Он тоже поднял свою руку к фонарям потолка. И фиолетовые лучи играли на его чрезмерных, длинных ногтях.
— Мне все известно. Не сказал ли я вам, что нахожусь в этих местах, чтобы повиноваться приказу Августейшей Высоты?
Он пояснил:
— В доме Иорисака Садао вы увидели сидящим на западной стороне 14 чужеземца из нации красноволосых 15. Этот чужеземец прислан сюда своим владыкой, пожелавшим узнать, каким оружием и какими стратегическими приемами маленькая Страна восходящего солнца старается победить огромную страну Оросов 16. Тайна, впрочем, мало любопытная, выяснить которую не старался бы мудрец древности. Более вразумленный Небом, Августейшая Высота послал меня, своего раба, исследовать: в какой мере это новое оружие и новая стратегия способны исказить цивилизацию, которая до сих пор повиновалась философическим наставлениям Срединной империи. Этому исследованию посвящены мои слабые силы. Чтобы помочь моей неумелости, необходимо собрать многочисленные сведения. Много верных шпионов служат мне глазами и ушами, и, не жалея сердца, помогают мне в моей задаче. Таким образом все тайны этого города и этой страны раскрываются вот здесь, на этих циновках. И таким образом ничто не остается мне неведомым.
Фельз склонил щеку на кожаную подушку…
— Пе- и Та-дженн, — сказал он, — ваши слова содержат сокровенный смысл. В чем Иорисака Садао отступил от сыновнего почтения?
Сверкающие глазки еще раз закрылись, и хриплый голос произнес торжественно.
— Написано в Та-Хио 17: Человек должен сперва исследовать природу вещей; затем расширять свои познания; затем укреплять свою волю; затем — овладеть движением своего сердца; потом — достигнуть совершенства; затем установить порядок в своей семье. Тогда страна будет хорошо управляема, и империя насладится миром. Тсен Тзе, комментируя эти восемь положений, учит нас, что они не могут быть разделены. Таким образом, человек, его семья, его страна и империя — одно целое.

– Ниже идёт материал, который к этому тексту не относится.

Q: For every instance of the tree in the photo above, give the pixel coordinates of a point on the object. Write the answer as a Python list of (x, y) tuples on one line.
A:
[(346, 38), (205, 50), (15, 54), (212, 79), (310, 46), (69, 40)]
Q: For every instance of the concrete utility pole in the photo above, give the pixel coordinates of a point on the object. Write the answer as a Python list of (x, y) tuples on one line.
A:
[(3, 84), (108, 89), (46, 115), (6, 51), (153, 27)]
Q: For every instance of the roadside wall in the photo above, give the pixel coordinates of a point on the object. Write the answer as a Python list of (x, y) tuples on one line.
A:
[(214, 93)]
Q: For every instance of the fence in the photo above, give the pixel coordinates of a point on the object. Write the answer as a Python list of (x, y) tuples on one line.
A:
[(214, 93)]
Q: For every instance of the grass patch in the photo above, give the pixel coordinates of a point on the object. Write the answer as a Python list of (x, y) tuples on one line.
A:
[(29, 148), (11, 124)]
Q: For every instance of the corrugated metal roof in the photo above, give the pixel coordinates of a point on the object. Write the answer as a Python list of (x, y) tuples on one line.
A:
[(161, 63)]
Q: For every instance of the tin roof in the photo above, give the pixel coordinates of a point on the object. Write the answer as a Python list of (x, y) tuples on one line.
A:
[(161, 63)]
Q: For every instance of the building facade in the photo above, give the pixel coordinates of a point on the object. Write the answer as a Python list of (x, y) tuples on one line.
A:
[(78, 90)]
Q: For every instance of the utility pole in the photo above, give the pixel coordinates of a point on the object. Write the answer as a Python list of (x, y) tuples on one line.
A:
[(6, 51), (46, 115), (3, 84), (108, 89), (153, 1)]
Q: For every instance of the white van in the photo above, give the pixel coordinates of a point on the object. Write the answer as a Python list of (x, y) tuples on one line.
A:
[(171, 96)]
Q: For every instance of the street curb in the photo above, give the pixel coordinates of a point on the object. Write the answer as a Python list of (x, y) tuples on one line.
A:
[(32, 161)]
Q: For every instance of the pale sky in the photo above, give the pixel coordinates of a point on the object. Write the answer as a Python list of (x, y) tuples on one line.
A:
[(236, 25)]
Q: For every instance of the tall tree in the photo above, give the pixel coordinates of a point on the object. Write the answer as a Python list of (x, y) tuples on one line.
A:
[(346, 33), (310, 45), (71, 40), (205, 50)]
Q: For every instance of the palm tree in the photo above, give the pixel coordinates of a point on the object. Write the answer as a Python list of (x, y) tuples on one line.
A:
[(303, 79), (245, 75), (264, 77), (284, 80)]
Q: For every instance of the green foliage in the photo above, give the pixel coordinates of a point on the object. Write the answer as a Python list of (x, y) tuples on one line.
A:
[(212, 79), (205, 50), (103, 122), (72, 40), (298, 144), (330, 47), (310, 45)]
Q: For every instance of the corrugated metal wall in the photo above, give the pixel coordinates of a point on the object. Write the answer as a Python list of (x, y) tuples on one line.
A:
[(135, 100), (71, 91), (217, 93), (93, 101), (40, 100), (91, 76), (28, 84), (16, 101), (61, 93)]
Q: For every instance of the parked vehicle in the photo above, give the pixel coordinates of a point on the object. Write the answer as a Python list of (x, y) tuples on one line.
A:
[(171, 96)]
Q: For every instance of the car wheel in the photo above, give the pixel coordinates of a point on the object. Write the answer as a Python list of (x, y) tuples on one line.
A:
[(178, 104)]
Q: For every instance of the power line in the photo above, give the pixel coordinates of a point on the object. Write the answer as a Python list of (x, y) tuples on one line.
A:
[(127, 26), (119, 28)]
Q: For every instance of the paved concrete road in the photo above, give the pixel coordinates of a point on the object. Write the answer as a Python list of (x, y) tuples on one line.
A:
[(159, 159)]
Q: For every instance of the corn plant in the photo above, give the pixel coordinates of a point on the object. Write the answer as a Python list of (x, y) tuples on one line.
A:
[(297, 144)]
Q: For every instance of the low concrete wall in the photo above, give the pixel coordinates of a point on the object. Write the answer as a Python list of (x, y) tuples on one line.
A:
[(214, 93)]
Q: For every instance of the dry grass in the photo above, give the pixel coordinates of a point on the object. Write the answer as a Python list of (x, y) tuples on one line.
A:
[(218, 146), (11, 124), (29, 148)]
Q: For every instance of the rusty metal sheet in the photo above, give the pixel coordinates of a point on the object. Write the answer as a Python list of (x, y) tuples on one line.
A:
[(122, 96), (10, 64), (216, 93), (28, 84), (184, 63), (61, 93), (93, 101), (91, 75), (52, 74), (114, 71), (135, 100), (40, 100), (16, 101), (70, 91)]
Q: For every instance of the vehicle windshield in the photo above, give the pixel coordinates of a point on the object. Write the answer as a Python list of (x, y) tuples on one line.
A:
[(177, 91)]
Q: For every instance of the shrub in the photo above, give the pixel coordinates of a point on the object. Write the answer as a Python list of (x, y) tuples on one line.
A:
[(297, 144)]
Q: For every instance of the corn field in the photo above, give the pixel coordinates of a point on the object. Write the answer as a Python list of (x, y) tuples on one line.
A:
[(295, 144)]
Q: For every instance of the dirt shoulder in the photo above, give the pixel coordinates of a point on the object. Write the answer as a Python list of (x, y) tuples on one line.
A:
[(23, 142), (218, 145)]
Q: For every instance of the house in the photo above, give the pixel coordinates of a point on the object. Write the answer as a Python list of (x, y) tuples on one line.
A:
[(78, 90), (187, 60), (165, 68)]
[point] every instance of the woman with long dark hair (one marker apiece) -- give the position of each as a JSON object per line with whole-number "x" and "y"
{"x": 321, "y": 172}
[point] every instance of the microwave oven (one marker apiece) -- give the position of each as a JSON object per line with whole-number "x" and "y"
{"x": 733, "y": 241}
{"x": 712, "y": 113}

Сыновняя почтительность распространяется на всех предков, на всю страну, на всю родину. Иорисака Садао, отрекаясь от памяти своих предков и вредя таким образом своей родине, отступает от сыновнего пиетета.
Мальчик, преклонивший колени около Фельза, протянул ему приготовленную трубку. Фельз взял в руку тяжелый черепаховый чубук и прильнул губами к мундштуку из потемневшей слоновой кости. Опиум закипел над лампой, и серый дым тяжелым облаком поплыл по циновкам.
Тогда Фельз, все существо которого было пропитано придающим отвагу зельем, осмелился возразить философу:
— Пе- и Та-дженн, когда вторжение варваров угрожает Империи, не надлежит ли, прежде чем соблюсти обычаи, отразить вторжение? Конечно, сокровище старинных предписаний бесценно. Но не есть ли империя — сосуд, содержащий это сокровище? Если империя подпала игу, если разбитый сосуд разлетается вдребезги, не рассеется ли навсегда и сокровище древних правил… Сыновняя почтительность распространяется на всех предков, на всю страну, на все отечество, но действительно ли Иорисака Садао отступает от сыновней почтительности, отрекаясь, быть может, только для видимости, от памяти предков и изменяя правилам своей общины с высшей целью спасти независимость своей родины?
Чеу-Пе-и курил молча.
Жан-Франсуа Фельз закончил:
— Пе- и Та-дженн, когда необходимость заставляет мужа уклониться от прямого пути, то преступает ли, действительно, жена его против женской скромности, если она тоже вслед за ним вступает на извилистую тропинку, чтобы идти по следам того, следовать за кем она поклялась до самой смерти?
Чеу-Пе-и отложил трубку чеканного серебра. Но только для того, чтобы протянуть указательный палец к трубке из черного бамбука с нефритовым мундштуком. И он продолжал молчать.